Thank you, Oli. So, the thing we did, like, we evaluated these models on training data, but we don't have test data because we're not going to ask the staff there to, you know, count every five minutes and create a test data set for us. But rather, what we did was leave it up to the managers and the staff of the swimming pools to look at the app. And essentially, they would be, like, the gauge if this is accurate enough for them. And the thing is, they, like, one case where they were doing, like, these daily spot checks. Okay, it's 2 p.m. You walk around the swimming pool and tell me how many people there are, and we can then compare that to this app that this data science team has given us. And what they found out was, like, it was, like, well within their, like, margin of reasonable accuracy because it, like Oli alluded to, it doesn't matter if there are 70 or 75 people at the swimming pool, but it does matter if it's 75 or 200 people. So, like, one example was, like, we did the spot check. It was 72, but the model showed 76. We're completely fine with that.

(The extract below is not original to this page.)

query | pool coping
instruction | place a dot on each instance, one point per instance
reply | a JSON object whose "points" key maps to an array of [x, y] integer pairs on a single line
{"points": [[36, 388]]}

And, you know, so that essentially, like, and this is what made it fun because, as Oli knows, at my last place of employment, I was, like, always, you know, doing these increasingly complex machine learning algorithms just to get, like, you know, 0.07% accuracy increases. And that's, like, that's not the fun stuff. But, like, the fun stuff is, you know, doing a project, like, a complete project and saying, okay, here's, like, this, here's our estimate, and we're not trying to, you know, what is it, squeeze blood out of a stone. I'm not sure if that's even an English expression. It is in Icelandic. So, so it's, yeah, it's fun. It's all I'm going to say. Like, working on a project that it's, it doesn't matter if it's 72 or 76. It's just well within the margin. It's all about bringing the, like, correct level of accuracy for value, the value for the business. Like you mentioned in the, in the talk, and I really like that, is, like, we evaluate our models through discussions with, with our stakeholders. And I thought that was cool. And it was an awesome presentation, Linus. Thank you.
It's all about bringing the, like, correct level of accuracy for value, the value for the business.